My first experience with Free/Libre Open Source Software (FLOSS) was with Mandrake Linux, given to me on a set of disks by a High School friend. Over the years I've distro-hopped through a lot of different Linux variants, finally settling on Fedora. RPM-based distros just feel very comfortable to me, and I used RHEL/CentOS in my day job for nearly 13 years, so there was a lot of "cross pollination". Around 2005, I switched to using Linux full-time on all my home systems. I've also had a few dual boot machines here and there, but I rarely find a reason to boot into Windows.
I work as a software developer, and I am fortunate to build all of my projects on top FLOSS applications. For years I had to use a Windows system for various corporate items, such as email and a scattering of process tools, but at my new job it is all on MacOS. This took some getting used to, but I really appreciate how much easier it is to pull in so many familiar Linux tools. This is really great, as I chose a software engineering focus mostly because of my increasing interest in Linux and the communities around Free Software while I was working toward my Electrical Engineering degree.
In 2008, I worked with the Subversion developers to implement a new feature. The Subversion guys are really excellent, with high standards and attention to detail, while being very welcoming and supportive. Working through this project was one of the most rewarding and influential software development experiences I have been involved in. As a result of that experience, I have also suggested to every Co-Op I have mentored to find a project to contribute to in order to really improve their skills.

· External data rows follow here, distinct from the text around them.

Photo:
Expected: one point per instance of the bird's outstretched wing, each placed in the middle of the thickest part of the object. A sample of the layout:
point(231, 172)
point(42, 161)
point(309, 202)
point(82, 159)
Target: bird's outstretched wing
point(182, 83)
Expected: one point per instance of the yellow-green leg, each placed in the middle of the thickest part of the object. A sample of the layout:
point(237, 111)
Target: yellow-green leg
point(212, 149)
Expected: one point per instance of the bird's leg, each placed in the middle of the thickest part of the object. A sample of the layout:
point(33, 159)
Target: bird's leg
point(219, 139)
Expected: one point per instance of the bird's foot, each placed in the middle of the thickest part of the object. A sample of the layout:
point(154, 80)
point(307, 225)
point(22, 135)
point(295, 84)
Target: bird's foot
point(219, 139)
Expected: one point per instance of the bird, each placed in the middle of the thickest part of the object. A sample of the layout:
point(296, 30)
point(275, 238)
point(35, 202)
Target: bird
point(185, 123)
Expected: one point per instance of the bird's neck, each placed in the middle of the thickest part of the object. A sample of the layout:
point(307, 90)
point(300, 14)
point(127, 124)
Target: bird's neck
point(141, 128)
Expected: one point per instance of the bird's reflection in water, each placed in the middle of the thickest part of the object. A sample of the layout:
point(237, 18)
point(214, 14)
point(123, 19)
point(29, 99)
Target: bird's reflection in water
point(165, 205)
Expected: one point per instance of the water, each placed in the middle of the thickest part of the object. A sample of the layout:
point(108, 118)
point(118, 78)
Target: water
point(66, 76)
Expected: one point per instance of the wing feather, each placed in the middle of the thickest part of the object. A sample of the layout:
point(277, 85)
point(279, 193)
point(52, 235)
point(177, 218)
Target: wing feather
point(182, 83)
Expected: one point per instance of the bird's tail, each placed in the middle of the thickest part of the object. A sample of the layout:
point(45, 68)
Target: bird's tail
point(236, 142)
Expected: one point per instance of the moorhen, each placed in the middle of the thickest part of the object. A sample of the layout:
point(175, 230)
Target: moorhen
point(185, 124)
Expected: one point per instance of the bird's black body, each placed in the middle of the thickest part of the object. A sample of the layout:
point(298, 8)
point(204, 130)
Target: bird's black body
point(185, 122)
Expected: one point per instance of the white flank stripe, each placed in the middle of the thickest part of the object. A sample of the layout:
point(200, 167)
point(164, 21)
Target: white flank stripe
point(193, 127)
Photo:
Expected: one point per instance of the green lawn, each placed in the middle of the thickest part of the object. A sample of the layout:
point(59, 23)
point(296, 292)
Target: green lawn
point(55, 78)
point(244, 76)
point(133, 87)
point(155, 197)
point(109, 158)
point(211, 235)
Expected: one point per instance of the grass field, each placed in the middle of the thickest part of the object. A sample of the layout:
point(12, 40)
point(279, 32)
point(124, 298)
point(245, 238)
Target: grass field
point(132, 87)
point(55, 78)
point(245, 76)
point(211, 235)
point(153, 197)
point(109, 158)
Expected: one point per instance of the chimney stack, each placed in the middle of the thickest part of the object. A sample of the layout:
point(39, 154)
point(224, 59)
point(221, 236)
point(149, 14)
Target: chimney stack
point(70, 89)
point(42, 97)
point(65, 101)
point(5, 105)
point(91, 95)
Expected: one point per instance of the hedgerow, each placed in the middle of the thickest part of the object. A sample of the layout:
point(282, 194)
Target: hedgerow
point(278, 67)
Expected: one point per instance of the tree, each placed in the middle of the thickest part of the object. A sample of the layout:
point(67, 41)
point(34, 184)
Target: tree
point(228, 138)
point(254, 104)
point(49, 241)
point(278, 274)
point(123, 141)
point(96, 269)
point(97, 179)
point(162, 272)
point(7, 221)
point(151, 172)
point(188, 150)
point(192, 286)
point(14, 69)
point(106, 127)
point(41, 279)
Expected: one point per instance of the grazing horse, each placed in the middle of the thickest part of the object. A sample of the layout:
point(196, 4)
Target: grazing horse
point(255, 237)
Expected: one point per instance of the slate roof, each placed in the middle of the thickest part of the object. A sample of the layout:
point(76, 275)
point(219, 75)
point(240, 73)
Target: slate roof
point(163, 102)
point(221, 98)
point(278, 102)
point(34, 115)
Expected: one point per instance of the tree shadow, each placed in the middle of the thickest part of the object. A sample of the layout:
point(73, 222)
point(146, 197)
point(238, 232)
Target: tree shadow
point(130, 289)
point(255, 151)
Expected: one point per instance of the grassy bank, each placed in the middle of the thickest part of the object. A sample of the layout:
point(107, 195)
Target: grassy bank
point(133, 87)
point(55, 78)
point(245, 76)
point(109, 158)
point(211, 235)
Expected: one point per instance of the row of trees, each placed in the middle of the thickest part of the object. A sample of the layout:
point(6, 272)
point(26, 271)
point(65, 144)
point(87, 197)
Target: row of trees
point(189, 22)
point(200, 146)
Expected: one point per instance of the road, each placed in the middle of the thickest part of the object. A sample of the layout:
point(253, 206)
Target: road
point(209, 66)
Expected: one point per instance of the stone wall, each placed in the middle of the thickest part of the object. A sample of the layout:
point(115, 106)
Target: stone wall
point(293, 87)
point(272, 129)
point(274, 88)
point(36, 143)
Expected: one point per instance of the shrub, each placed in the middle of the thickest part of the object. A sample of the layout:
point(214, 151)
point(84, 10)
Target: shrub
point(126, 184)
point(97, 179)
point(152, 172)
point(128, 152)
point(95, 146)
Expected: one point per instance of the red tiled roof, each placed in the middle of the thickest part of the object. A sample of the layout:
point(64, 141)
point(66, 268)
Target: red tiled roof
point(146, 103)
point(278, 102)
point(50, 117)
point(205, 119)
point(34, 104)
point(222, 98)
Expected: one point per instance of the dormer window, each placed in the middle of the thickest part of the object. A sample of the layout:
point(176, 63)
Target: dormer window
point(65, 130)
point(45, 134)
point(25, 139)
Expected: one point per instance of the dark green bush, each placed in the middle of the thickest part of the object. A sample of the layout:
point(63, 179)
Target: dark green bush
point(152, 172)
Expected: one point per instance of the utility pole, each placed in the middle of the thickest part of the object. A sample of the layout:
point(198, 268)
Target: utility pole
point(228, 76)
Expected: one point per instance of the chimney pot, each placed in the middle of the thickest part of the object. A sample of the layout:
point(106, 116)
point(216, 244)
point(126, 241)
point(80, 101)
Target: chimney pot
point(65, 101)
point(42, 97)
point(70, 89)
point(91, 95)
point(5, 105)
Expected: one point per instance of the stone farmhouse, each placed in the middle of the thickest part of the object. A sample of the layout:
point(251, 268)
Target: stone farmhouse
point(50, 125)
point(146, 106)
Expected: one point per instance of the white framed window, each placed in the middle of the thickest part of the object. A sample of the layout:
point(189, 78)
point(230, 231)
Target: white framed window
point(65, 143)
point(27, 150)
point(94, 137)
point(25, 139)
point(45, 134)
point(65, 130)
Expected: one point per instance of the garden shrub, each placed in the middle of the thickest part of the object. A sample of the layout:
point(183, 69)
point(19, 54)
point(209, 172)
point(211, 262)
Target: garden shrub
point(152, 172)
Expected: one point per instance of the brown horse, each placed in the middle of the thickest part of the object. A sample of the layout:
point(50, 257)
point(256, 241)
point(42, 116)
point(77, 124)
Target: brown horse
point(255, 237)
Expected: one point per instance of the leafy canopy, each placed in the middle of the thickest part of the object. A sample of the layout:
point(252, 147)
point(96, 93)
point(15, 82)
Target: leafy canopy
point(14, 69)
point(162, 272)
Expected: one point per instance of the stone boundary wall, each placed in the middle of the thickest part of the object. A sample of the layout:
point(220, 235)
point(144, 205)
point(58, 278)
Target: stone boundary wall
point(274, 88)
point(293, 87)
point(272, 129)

Shortly after this Subversion feature implementation, I stopped having as much time to contribute. My young family started to get very busy, and my day job got more demanding. However, I never stopped tracking new developments in the FLOSS community and learning new technologies. Almost a decade later, my kids were getting older and I found time to once again participate. As I have been using more Python, I decided to start helping out Fedora's Python 3 Porting Effort. It was awesome learning about how the distro is actually put together and how much it takes to make it successful.
While looking through the list of packages that did not yet support Python 3, I ran across a familiar project: Subversion! It seemed like a perfect re-entrance into contribution by working with the awesome Subversion devs once again! With the help of the great contributors at Subversion I did get through a lot of initial work for getting the Subversion bindings over to Python 3. Alas, once again life got in the way, moving across the country and starting a new job took over most of my free time. Additionally, at the new job I no longer used Subversion in any capacity, which further distracted my attention to other priorities. After I let the branch lapse for a while, Yasuhito FUTATSUKI took interest and started it back up. Eventually, he worked with the rest of committers and managed to get it over the finish line and Subversion 1.14 released with Python 3 support.
Fast forward a couple of years, and I've continued to do little things on occasion with Fedora. I've been on the look out for a package to take over that I am interested in, but nothing has come up at this point. Other than the bug report here and there and some update testing, I did write a few articles for Fedora Magazine. I also worked a bit with Ulauncher and I continue to play around with GNU Radio, including taking over the gr-pager module. Mostly, my contributions are just here and there as I have interest and time.